Видите ли, продолжительные одинокие путешествия оказывают на людей разное воздействие. Очень уж неестественно очутиться в незнакомом месте с ничем не занятыми мозгами и без особых причин там быть, так что, в конце концов, не диво малость свихнуться. Я не раз наблюдал это на других. Одни путешественники-одиночки начинают беседовать сами с собой, ведут негромкий и невнятный разговор, полагая, что со стороны это незаметно. Некоторые отчаянно ищут общества, завязывают знакомства у прилавка магазинов и у стойки портье и надолго застревают там, прежде чем наконец убраться. Некоторые превращаются в маньяков достопримечательностей, таскаются от одной к другой с путеводителем в руках, героически решив обойти все до единой. А на меня нападает нечто вроде вопросного поноса. Я задаю сам себе неслышимые вопросики — десятками и сотнями, вопросики, на которые не способен ответить. Вот так я и стоял у бакалеи в Терсо, глядел, оттопырив губы, на ее полутемный интерьер, и в более или менее пустой голове невесть откуда возникла мысль: «Почему этот плод назвали грейпфрутом?» Тогда я понял, что процесс пошел. Вообще говоря, вопрос не так уж плох. В самом деле, почему этот фрукт называется грейпфрутом — виноградным плодом? Не знаю как вам, а если бы мне показали желтый и кислый фрукт размером с пушечное ядро, я вряд ли сказал бы: «Знаете, он напоминает мне виноград».
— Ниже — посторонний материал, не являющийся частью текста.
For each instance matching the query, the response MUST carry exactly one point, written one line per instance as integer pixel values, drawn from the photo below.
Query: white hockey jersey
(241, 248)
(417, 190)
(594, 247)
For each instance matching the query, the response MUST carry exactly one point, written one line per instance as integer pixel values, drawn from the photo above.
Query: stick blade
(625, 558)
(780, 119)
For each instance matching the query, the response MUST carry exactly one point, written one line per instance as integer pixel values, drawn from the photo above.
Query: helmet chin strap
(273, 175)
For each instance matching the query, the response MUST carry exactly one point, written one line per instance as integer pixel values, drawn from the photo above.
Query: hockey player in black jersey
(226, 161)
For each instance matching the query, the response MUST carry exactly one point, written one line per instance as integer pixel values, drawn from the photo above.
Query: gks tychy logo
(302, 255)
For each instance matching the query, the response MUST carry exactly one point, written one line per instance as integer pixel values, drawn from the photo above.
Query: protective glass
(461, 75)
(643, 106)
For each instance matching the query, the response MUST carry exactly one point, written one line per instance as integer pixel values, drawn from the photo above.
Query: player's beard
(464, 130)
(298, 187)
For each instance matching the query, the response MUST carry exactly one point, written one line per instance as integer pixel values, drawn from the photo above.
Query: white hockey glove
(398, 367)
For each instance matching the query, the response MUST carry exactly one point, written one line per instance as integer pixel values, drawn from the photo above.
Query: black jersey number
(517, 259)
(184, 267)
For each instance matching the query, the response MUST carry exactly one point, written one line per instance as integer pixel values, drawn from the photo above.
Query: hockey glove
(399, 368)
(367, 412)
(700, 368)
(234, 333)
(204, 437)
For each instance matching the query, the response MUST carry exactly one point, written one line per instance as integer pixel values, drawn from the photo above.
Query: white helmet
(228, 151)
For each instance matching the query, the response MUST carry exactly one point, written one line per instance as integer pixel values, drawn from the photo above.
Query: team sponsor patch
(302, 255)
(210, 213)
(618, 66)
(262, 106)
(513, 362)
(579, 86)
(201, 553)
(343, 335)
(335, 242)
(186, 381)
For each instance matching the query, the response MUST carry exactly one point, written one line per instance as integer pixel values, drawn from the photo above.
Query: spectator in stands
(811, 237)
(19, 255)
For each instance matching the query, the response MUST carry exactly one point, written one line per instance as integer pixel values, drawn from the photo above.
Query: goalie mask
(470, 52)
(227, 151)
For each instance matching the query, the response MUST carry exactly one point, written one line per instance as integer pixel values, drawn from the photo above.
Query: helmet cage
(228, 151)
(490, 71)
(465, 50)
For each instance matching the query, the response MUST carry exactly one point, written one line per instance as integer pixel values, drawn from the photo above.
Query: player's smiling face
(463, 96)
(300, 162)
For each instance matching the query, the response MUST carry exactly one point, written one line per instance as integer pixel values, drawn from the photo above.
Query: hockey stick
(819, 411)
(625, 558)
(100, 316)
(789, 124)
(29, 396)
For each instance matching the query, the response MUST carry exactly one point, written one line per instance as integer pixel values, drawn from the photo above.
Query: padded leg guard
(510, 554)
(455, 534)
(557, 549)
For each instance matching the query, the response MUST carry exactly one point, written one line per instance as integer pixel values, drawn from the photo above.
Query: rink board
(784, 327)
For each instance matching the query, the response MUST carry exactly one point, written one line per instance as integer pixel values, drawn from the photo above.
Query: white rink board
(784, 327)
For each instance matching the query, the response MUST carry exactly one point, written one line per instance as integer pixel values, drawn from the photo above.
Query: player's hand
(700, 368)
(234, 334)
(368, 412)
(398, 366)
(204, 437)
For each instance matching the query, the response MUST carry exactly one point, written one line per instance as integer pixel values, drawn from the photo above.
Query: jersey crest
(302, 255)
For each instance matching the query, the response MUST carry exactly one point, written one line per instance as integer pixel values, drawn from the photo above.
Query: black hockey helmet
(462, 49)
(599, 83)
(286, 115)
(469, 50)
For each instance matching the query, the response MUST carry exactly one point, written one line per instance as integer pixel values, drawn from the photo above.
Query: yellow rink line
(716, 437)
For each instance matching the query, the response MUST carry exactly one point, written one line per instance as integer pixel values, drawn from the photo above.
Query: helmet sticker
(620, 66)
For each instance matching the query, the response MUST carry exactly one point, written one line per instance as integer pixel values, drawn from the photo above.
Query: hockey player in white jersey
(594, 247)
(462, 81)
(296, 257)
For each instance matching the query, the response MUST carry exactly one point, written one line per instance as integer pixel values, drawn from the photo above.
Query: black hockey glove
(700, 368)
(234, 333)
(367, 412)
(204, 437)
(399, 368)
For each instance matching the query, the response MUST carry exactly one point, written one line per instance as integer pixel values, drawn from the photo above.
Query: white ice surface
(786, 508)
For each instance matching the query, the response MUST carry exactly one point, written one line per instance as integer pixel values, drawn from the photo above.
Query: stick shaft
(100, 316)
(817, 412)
Беда в том, что, когда это начинается, меня уже не остановить. В одном из соседних магазинов я увидел в витрине джемперы и задумался: почему британцы называют их джемперами — одеждой для прыжков? Собственно говоря, я размышлял на эту тему не первый год, обычно в отдаленных местах вроде Терсо, и искренне хотел бы узнать: неужели они так располагают к прыжкам? Неужели, надевая утром джемпер, человек думает: «Мне не только весь день будет тепло — существенное соображение для нации, которая никак не может ввести у себя центральное отопление, — но еще, если вздумается попрыгать, я буду соответственно снаряжен»?
Так и пошло. Я шагал по улице под метеоритным дождем вопросов. Почему мы говорим «хлюпать носом»? (Мой, например, не хлюпает, а рычит.) Кто первым попробовал устрицу и каким образом кому-то пришло в голову, что амбра — отличный фиксатор для духов?
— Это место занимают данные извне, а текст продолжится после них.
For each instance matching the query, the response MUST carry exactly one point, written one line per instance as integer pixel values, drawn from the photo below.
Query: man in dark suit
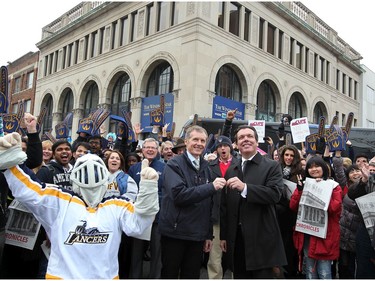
(248, 226)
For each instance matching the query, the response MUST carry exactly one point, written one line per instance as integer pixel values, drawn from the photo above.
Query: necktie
(243, 165)
(196, 164)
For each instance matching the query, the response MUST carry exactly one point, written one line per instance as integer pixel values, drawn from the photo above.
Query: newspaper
(289, 187)
(312, 216)
(22, 228)
(366, 205)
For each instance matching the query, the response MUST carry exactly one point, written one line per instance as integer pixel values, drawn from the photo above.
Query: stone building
(264, 58)
(22, 76)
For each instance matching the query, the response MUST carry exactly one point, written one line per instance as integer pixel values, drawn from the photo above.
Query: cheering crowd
(107, 206)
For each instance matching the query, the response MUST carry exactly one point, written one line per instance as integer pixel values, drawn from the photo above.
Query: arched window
(161, 80)
(296, 105)
(227, 84)
(91, 100)
(121, 95)
(47, 123)
(68, 103)
(319, 110)
(266, 103)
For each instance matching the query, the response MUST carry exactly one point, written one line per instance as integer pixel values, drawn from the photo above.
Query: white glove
(147, 202)
(148, 173)
(11, 153)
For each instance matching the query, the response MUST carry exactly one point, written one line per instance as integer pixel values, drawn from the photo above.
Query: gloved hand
(11, 153)
(300, 185)
(147, 201)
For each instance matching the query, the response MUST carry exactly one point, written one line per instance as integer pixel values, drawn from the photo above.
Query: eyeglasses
(150, 147)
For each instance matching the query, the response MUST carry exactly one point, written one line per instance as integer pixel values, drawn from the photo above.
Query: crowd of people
(215, 202)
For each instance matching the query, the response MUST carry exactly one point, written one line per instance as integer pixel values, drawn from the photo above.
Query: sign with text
(22, 227)
(150, 104)
(222, 105)
(300, 129)
(260, 126)
(312, 216)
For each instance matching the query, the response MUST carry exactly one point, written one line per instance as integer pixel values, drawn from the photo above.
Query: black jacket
(256, 213)
(186, 200)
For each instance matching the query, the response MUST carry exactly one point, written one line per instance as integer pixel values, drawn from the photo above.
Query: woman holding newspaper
(318, 202)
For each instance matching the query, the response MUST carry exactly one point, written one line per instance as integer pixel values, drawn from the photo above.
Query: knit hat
(223, 140)
(179, 143)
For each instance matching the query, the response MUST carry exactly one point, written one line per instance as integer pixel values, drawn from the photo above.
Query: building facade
(22, 76)
(269, 57)
(367, 109)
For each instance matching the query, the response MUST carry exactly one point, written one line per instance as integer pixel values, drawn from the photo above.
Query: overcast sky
(23, 20)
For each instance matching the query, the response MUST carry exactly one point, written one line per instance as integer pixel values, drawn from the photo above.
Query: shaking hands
(233, 183)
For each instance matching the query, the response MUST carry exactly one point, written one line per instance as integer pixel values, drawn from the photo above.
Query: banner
(260, 127)
(222, 105)
(22, 227)
(300, 129)
(150, 104)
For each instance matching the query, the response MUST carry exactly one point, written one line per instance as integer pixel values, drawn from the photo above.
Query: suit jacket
(256, 213)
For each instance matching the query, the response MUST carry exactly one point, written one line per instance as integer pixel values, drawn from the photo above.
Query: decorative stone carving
(190, 8)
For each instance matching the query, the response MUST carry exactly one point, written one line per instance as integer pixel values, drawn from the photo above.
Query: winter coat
(256, 213)
(187, 200)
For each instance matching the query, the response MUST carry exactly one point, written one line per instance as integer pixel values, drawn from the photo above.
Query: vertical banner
(222, 105)
(260, 126)
(4, 89)
(149, 105)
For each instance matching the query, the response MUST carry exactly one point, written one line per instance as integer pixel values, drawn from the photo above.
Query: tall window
(246, 35)
(121, 94)
(299, 47)
(162, 15)
(175, 12)
(271, 39)
(220, 14)
(281, 47)
(17, 84)
(67, 106)
(234, 12)
(261, 26)
(91, 100)
(113, 35)
(319, 110)
(68, 103)
(47, 123)
(227, 84)
(266, 103)
(149, 24)
(161, 80)
(124, 31)
(296, 104)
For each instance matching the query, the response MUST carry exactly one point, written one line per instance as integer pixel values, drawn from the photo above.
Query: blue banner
(222, 105)
(149, 104)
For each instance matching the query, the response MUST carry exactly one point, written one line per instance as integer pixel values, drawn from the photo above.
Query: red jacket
(319, 248)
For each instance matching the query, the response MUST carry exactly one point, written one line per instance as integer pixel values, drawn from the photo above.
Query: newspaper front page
(22, 228)
(366, 205)
(312, 216)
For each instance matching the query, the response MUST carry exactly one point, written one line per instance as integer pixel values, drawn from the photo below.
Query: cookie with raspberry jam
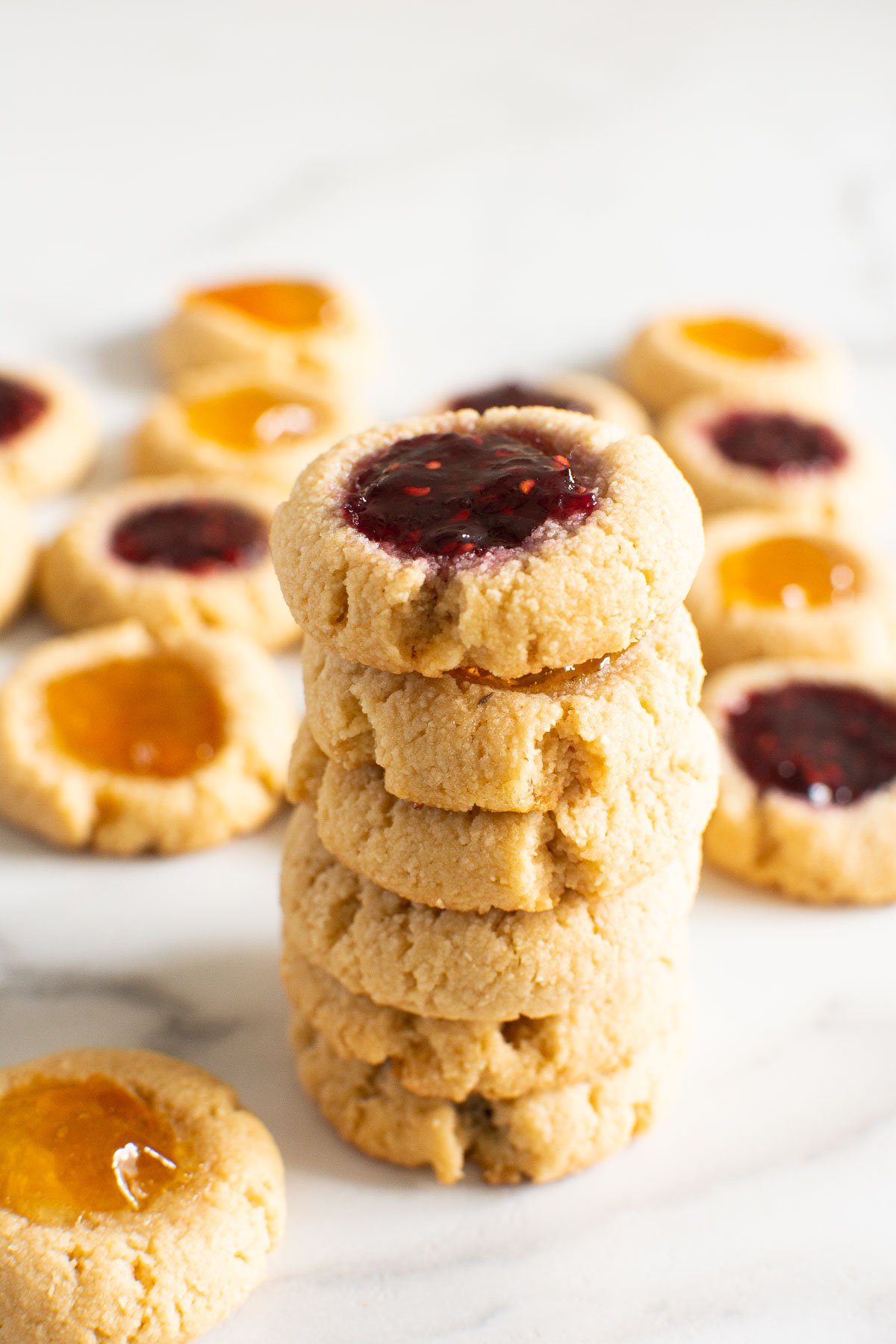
(768, 455)
(508, 542)
(176, 553)
(49, 432)
(808, 800)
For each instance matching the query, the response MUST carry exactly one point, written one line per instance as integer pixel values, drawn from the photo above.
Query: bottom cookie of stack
(541, 1136)
(534, 1097)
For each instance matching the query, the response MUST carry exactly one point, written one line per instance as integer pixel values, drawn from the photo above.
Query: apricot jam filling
(516, 394)
(90, 1147)
(548, 679)
(284, 304)
(777, 443)
(20, 406)
(152, 715)
(790, 571)
(462, 495)
(824, 742)
(250, 418)
(195, 537)
(738, 337)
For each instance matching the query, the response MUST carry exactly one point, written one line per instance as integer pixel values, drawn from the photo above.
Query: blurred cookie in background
(178, 553)
(49, 432)
(261, 423)
(746, 452)
(682, 354)
(585, 393)
(18, 551)
(808, 800)
(770, 586)
(125, 742)
(316, 329)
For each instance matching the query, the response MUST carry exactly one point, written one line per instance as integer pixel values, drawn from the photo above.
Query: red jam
(777, 443)
(195, 537)
(516, 394)
(462, 495)
(20, 406)
(824, 742)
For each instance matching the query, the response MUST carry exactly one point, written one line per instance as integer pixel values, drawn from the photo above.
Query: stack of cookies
(500, 786)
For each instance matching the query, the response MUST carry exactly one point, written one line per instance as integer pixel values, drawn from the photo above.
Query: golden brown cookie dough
(541, 1136)
(570, 594)
(93, 576)
(575, 391)
(432, 1057)
(594, 843)
(458, 742)
(682, 354)
(484, 967)
(825, 470)
(180, 744)
(166, 1261)
(309, 327)
(18, 551)
(49, 432)
(775, 588)
(253, 423)
(824, 851)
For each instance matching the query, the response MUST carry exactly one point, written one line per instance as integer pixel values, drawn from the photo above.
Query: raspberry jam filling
(284, 304)
(90, 1147)
(462, 495)
(20, 406)
(516, 394)
(790, 571)
(777, 443)
(195, 537)
(824, 742)
(738, 337)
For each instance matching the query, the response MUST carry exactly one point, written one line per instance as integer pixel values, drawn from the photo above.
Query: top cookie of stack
(509, 542)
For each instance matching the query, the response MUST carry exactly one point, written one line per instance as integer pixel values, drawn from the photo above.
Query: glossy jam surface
(20, 406)
(89, 1147)
(149, 715)
(250, 418)
(824, 742)
(550, 679)
(516, 394)
(738, 337)
(777, 443)
(462, 495)
(285, 304)
(195, 537)
(790, 571)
Я по долгому опыту знаю, что когда такое накатывает, нужно серьезно отвлечься, чтобы вытряхнуть кашу из головы, и, к счастью, в Терсо нашлось на что отвлечься. На одной из боковых улочек я как раз начал рассуждать, почему мы, когда счастливы, говорим «потерял голову от счастья» и что в том хорошего, и тут мне случилось наткнуться на чудесное маленькое заведение под названием «Фонтан», предлагавшее три полных и разных меню: китайское, индийское и «европейское». Как видно, Терсо не по карману оказалось содержать три отдельных ресторана, и потому единственный ресторан предлагал три кухни сразу.
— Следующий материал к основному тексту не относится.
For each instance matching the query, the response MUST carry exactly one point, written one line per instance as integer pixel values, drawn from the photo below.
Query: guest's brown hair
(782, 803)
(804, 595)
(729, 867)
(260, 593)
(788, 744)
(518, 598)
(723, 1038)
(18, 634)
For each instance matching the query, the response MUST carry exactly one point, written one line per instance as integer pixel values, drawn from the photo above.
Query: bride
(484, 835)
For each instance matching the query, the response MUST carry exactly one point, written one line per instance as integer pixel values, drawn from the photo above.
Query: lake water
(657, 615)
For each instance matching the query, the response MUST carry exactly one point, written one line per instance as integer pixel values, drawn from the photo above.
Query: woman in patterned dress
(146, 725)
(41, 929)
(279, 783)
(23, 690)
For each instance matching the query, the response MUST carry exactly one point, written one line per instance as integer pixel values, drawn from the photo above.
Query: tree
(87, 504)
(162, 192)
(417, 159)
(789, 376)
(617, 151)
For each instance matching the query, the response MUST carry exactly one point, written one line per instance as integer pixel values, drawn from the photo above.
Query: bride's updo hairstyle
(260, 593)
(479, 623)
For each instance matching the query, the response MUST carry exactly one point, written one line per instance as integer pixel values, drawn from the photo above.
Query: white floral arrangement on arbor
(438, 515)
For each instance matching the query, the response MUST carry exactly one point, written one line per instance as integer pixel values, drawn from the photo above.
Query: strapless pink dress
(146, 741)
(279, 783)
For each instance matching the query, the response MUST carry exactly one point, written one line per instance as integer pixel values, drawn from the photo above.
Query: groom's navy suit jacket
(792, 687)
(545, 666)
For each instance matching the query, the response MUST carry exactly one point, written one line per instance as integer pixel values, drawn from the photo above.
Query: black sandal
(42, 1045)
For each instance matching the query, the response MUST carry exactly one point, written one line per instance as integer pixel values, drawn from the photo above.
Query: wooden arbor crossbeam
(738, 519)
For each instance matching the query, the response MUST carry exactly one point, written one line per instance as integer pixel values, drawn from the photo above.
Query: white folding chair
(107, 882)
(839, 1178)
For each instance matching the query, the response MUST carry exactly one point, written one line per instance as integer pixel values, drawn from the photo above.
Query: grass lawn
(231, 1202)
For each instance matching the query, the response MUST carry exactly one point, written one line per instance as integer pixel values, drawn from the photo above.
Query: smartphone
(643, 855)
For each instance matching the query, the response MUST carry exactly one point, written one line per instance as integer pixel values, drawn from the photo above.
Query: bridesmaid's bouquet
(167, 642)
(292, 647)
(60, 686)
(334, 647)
Мгновенно оценив достоинства этой идеи, я вошел внутрь, где милая молодая леди проводила меня к столику и оставила с многостраничным меню. Из титульного листа следовало, что все три вида кушаний готовит один повар-шотландец, поэтому я пролистал страницы в надежде обнаружить на них «кисло-сладкие овсяные печенья» или «хаггис виндалу», однако нашел только привычные блюда. Избрав китайский вариант, я развалился на стуле и погрузился в блаженное безмыслие. Еда, когда ее подали, оказалась на вкус, должен сказать, такой, какой и должна быть китайская еда, приготовленная шотландцем, — и это не значит, что она не была вкусной. Просто она на удивление отличалась от всех китайских блюд, какие мне доводилось пробовать. Чем больше я ел, тем больше она мне нравилась. Во всяком случае, хоть какое-то разнообразие, а именно его мне и не хватало на той стадии путешествия.